Martins DM, Vidal FC, Souza RD, Brusaca SA, Brito LM - Braz. J. Med. Biol. Res. (2014)

Bottom Line: We conclude that patients with reduced CYP2D6 activity did not present worse tumor characteristics or decreased disease-free survival than women with normal enzyme activity, as the difference was not statistically significant.This study is the first in north-northeastern Brazil that aimed to contribute to the knowledge of the Brazilian regional profile for CYP2D6 polymorphisms and their phenotypes.These findings add to the knowledge of the distribution of different polymorphic CYP2D6 alleles and the potential role of CYP2D6 genotyping in clinical practice prior to choosing therapeutic protocols.

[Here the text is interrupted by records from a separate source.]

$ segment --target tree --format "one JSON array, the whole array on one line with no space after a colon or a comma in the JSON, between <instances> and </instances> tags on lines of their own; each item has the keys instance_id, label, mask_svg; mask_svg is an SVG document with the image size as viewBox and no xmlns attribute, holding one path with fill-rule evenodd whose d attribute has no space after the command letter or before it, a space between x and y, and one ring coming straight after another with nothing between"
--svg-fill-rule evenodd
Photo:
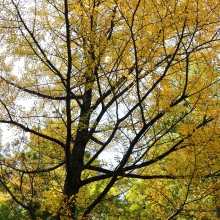
<instances>
[{"instance_id":1,"label":"tree","mask_svg":"<svg viewBox=\"0 0 220 220\"><path fill-rule=\"evenodd\" d=\"M47 187L38 177L64 167L58 219L103 218L133 179L160 183L161 193L186 184L169 195L181 201L170 202L168 219L187 209L203 178L217 195L218 12L217 0L1 1L0 122L16 138L0 181L32 219ZM105 152L117 153L116 165L97 164ZM105 215L126 215L125 203L113 204Z\"/></svg>"}]
</instances>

View Article: PubMed Central - PubMed

Affiliation: Instituto Maranhense de Oncologia Aldenora Bello, São Luís, MA, Brasil.

ABSTRACT
The CYP2D6 enzyme is crucial for the metabolism of tamoxifen. The CYP2D6 gene is highly polymorphic, and individuals can be extensive, intermediate, or poor tamoxifen metabolizers. The aim of this study was to determine the frequencies of the CYP2D6 *3, *4, and *10 alleles in women with breast cancer who were treated with tamoxifen and analyze the association of enzyme activity with prognostic factors and disease-free survival. We observed a high frequency of CYP2D6 *10, with an allelic frequency of 0.14 (14.4%). The *3 allele was not present in the studied population, and *4 had an allelic frequency of 0.13 (13.8%). We conclude that patients with reduced CYP2D6 activity did not present worse tumor characteristics or decreased disease-free survival than women with normal enzyme activity, as the difference was not statistically significant. We also observed a high frequency of CYP2D6 *10, which had not been previously described in this specific population. This study is the first in north-northeastern Brazil that aimed to contribute to the knowledge of the Brazilian regional profile for CYP2D6 polymorphisms and their phenotypes. These findings add to the knowledge of the distribution of different polymorphic CYP2D6 alleles and the potential role of CYP2D6 genotyping in clinical practice prior to choosing therapeutic protocols.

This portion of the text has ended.